En application de l'article L. 612-3 du code de l'entrée et du séjour des étrangers et du droit d'asile, le risque de soustraction à l'exécution de la décision d'éloignement peut être regardé comme établi, sauf circonstances particulières, dans les cas suivants :
1° L'étranger, qui ne peut justifier être entré régulièrement sur le territoire français, n'a pas sollicité la délivrance d'un titre de séjour ;
2° L'étranger s'est maintenu sur le territoire français au-delà de la durée de validité de son visa ou, s'il n'est pas soumis à l'obligation du visa, à l'expiration d'un délai de trois mois à compter de son entrée en France, sans avoir sollicité la délivrance d'un titre de séjour ;
3° L'étranger s'est maintenu sur le territoire français plus d'un mois après l'expiration de son titre de séjour, du document provisoire délivré à l'occasion d'une demande de titre de séjour ou de son autorisation provisoire de séjour, sans en avoir demandé le renouvellement ;
4° L'étranger a explicitement déclaré son intention de ne pas se conformer à son obligation de quitter le territoire français ;
5° L'étranger s'est soustrait à l'exécution d'une précédente mesure d'éloignement ;
6° L'étranger, entré irrégulièrement sur le territoire de l'un des États avec lesquels s'applique l'acquis de Schengen, fait l'objet d'une décision d'éloignement exécutoire prise par l'un des États ou s'est maintenu sur le territoire d'un de ces États sans justifier d'un droit de séjour ;
7° L'étranger a contrefait, falsifié ou établi sous un autre nom que le sien un titre de séjour ou un document d'identité ou de voyage ou a fait usage d'un tel titre ou document ;
8° L'étranger ne présente pas de garanties de représentation suffisantes, notamment parce qu'il ne peut présenter des documents d'identité ou de voyage en cours de validité, qu'il a refusé de communiquer les renseignements permettant d'établir son identité ou sa situation au regard du droit de circulation et de séjour ou a communiqué des renseignements inexacts, qu'il a refusé de se soumettre aux opérations de relevé d'empreintes digitales ou de prise de photographie prévues au 3° de l'article L. 142-1, qu'il ne justifie pas d'une résidence effective et permanente dans un local affecté à son habitation principale ou qu'il s'est précédemment soustrait aux obligations prévues aux articles L. 721-6 à L. 721-8, L. 731-1, L. 731-3, L. 733-1 à L. 733-4, L. 733-6, L. 743-13 à L. 743-15 et L. 751-5.

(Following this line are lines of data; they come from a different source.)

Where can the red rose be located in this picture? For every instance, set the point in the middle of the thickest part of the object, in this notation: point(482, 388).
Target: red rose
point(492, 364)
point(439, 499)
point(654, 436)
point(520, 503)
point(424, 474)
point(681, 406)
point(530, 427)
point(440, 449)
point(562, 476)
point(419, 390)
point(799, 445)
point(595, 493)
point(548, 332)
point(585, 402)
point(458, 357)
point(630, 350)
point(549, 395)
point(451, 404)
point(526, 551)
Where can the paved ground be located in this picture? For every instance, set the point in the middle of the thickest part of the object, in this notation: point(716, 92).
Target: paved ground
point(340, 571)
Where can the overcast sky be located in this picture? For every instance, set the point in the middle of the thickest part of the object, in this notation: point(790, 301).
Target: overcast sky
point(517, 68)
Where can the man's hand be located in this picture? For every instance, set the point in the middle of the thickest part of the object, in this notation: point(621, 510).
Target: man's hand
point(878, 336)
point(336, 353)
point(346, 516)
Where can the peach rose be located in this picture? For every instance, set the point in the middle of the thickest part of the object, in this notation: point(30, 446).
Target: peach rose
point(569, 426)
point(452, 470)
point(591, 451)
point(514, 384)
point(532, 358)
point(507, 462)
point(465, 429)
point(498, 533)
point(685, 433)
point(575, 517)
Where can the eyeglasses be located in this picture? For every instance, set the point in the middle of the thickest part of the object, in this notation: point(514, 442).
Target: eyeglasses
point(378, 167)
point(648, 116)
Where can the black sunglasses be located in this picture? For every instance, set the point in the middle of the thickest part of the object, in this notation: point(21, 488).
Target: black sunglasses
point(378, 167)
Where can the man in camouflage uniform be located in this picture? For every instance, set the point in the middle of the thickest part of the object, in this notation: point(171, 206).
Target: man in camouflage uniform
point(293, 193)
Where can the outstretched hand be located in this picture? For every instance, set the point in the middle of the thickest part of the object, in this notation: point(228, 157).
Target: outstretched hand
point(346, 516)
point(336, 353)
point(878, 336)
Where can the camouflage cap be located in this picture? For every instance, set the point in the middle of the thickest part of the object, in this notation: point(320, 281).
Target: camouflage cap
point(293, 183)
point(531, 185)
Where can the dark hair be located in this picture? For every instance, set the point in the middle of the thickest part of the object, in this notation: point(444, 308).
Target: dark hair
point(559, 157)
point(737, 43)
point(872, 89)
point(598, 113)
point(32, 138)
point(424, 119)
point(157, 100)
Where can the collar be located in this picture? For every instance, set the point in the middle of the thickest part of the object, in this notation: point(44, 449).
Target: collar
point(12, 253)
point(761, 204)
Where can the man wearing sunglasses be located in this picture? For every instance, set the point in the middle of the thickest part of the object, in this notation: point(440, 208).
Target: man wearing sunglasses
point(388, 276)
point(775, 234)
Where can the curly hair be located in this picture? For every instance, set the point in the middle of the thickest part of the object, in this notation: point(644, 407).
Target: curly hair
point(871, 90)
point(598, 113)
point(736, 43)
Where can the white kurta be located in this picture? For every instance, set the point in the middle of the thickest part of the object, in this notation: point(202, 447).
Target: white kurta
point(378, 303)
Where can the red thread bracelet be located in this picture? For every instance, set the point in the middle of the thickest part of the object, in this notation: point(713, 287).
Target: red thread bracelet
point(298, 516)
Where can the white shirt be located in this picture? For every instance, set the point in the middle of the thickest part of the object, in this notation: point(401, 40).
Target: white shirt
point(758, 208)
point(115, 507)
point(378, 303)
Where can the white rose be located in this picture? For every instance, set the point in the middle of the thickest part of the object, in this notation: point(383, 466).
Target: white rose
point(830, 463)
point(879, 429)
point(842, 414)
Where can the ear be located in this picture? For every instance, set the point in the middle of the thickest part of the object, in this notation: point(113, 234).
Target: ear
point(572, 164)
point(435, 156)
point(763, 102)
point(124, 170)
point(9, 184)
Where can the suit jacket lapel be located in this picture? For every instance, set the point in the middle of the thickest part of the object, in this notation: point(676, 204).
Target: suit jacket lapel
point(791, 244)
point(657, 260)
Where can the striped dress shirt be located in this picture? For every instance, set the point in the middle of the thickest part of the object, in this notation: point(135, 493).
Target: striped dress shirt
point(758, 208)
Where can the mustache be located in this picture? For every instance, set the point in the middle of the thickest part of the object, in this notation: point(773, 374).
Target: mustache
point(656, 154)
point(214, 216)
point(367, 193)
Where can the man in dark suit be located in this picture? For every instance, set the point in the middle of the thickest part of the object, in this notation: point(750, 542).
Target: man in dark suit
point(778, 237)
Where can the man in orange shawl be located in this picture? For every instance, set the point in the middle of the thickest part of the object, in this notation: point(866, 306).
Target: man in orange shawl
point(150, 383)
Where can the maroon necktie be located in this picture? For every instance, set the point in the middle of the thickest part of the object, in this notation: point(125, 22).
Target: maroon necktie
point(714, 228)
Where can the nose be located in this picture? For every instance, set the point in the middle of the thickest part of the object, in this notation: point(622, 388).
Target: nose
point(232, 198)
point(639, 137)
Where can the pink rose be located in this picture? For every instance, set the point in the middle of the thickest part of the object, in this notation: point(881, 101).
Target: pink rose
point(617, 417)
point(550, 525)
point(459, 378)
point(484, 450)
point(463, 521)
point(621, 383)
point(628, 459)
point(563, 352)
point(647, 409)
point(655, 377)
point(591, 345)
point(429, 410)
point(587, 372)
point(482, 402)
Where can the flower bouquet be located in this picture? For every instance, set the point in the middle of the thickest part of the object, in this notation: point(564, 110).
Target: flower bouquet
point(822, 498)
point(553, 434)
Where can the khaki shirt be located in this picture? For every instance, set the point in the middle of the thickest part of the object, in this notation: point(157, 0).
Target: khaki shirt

En l'espèce, il convient d'adopter en tout les motifs de l'ordonnance du premier juge qui apparaissent parfaitement fondés en fait et en droit, celui-ci ayant fait une juste application de la loi.

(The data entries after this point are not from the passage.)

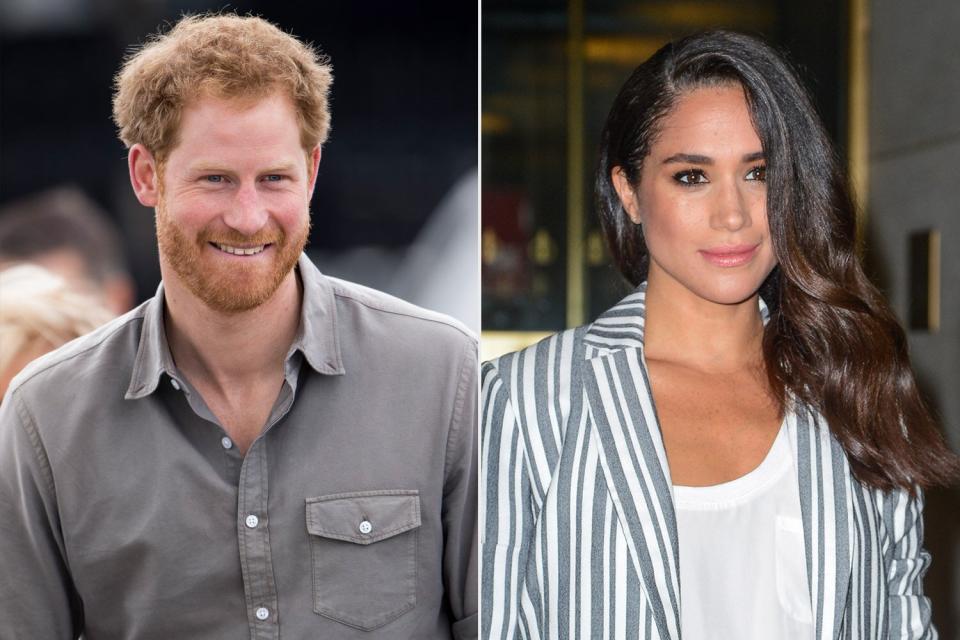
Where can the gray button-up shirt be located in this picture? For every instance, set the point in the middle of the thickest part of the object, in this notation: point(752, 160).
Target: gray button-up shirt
point(127, 513)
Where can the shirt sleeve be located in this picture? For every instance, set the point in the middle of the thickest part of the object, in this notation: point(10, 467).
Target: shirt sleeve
point(906, 562)
point(460, 502)
point(36, 594)
point(506, 509)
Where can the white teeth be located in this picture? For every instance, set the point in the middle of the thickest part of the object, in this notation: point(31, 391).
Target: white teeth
point(240, 251)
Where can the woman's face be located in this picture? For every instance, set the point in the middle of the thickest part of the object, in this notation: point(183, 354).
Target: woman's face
point(702, 199)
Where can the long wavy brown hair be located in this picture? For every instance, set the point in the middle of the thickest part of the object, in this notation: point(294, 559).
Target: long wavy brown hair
point(832, 340)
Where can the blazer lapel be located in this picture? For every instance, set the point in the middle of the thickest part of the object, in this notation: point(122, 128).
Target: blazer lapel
point(632, 455)
point(826, 505)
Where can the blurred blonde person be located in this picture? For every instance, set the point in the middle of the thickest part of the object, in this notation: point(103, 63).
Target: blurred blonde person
point(38, 313)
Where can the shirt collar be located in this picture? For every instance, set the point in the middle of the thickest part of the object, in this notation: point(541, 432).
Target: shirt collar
point(316, 337)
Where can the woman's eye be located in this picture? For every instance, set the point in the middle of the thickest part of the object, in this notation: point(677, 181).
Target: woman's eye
point(690, 177)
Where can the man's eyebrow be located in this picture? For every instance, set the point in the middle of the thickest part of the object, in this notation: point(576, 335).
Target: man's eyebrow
point(213, 167)
point(692, 158)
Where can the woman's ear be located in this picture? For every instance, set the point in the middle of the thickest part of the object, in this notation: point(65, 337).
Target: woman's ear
point(628, 195)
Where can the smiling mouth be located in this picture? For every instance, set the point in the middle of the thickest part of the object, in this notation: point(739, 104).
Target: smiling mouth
point(240, 251)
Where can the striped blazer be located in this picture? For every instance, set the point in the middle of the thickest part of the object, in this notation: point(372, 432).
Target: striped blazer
point(579, 536)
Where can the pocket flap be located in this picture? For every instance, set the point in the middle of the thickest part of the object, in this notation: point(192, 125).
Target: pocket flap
point(364, 517)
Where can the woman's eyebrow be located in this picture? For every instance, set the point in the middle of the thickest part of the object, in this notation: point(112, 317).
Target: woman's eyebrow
point(691, 158)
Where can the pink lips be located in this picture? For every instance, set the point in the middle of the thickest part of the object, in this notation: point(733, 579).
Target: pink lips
point(734, 256)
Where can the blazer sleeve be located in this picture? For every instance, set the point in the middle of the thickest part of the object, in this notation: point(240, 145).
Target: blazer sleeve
point(906, 563)
point(506, 509)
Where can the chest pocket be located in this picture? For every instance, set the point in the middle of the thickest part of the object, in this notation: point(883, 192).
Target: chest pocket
point(363, 548)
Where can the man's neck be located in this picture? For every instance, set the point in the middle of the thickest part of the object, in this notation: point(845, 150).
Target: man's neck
point(231, 350)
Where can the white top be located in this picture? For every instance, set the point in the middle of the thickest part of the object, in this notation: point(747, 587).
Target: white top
point(742, 560)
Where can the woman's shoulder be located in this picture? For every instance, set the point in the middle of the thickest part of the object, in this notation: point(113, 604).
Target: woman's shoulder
point(549, 355)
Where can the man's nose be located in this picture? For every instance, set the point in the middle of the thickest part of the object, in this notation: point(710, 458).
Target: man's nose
point(247, 214)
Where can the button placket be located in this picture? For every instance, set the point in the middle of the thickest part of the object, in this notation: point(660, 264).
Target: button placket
point(254, 542)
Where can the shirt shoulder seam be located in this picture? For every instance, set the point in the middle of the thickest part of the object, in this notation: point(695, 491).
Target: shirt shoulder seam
point(340, 293)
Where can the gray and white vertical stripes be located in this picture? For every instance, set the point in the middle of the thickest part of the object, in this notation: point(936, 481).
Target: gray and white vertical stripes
point(579, 536)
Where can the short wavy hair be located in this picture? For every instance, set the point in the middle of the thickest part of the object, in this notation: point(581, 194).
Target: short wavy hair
point(226, 56)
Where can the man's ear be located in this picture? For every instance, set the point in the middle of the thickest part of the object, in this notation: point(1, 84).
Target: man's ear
point(627, 194)
point(144, 175)
point(313, 164)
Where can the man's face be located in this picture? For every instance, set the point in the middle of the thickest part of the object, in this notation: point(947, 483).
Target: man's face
point(232, 214)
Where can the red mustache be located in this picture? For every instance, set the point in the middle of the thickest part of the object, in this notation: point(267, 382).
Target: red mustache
point(236, 239)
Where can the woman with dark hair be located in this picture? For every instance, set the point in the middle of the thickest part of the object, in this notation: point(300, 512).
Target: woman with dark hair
point(737, 449)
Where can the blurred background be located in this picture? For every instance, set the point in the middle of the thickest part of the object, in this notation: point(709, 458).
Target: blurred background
point(395, 205)
point(886, 78)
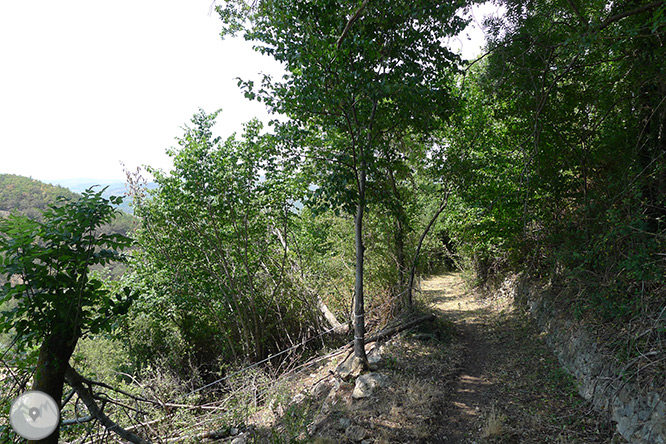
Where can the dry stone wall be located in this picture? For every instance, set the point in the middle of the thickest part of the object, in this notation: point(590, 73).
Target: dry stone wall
point(640, 414)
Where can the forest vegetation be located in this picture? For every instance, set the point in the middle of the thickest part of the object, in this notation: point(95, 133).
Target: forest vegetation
point(546, 156)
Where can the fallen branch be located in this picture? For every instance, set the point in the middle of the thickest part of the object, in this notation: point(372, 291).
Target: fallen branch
point(384, 334)
point(77, 382)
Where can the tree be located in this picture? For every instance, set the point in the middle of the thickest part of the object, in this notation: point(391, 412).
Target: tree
point(56, 299)
point(216, 248)
point(357, 75)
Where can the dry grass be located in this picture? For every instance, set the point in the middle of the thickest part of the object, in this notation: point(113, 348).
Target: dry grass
point(493, 425)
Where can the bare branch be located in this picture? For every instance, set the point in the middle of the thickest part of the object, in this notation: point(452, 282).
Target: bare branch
point(631, 12)
point(77, 382)
point(351, 21)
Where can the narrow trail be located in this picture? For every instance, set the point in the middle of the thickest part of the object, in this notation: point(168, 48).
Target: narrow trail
point(509, 387)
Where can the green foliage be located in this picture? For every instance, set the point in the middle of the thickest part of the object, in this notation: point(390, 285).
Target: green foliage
point(560, 158)
point(216, 247)
point(27, 195)
point(47, 265)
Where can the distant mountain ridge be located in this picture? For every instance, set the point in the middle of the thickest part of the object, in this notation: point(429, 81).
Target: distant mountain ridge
point(30, 197)
point(114, 188)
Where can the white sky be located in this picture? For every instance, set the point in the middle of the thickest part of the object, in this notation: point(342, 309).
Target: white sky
point(85, 84)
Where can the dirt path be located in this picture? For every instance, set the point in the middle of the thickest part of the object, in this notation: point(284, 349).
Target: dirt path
point(509, 387)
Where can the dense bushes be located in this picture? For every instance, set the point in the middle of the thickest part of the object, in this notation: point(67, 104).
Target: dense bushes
point(561, 161)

En effet, après avoir entendu M. [B] [I] [X] [Y] à l'audience de ce jour et contrairement à ce qui a pu être décidé à la simple lecture du dossier, sans audition de l'intéressé, pour déterminer si la décision de remise en liberté devait être ou non suspendue, il est apparu que le risque de récidive était peu important et que M. [B] [I] [X] [Y] présentait des garanties de représentation suffisantes de sorte que son placement en rétention administrative n'était pas nécessaire en considération des éléments suivants:
- M. [B] [I] [X] [Y] exerce une activité professionnelle stable de maçon en tant que coassocié avec son père dans une entreprise de maçonnerie,
- M. [B] [I] [X] [Y] est père d'un enfant,
- M. [B] [I] [X] [Y], qui est propriétaire de son logement, dispose d'un lieu de domicile fixe et personnel,
- les derniers faits de délinquance qui lui ont été reprochés, selon le bulletin numéro 1 de son casier judiciaire, sont datés de septembre 2024 et la dernière peine de détention à domicile sous surveillance électronique, à laquelle il a été condamné, a été exécutée sans incident.
Par ailleurs et surabondamment, il semble, au vu des déclarations de M. [B] [I] [X] [Y], qui est né en France de parents étrangers qu'il ait acquis la nationalité française à sa majorité dans la mesure où il aurait toujours vécu en France de sorte qu'il ne pouvait pas être placé en rétention administrative.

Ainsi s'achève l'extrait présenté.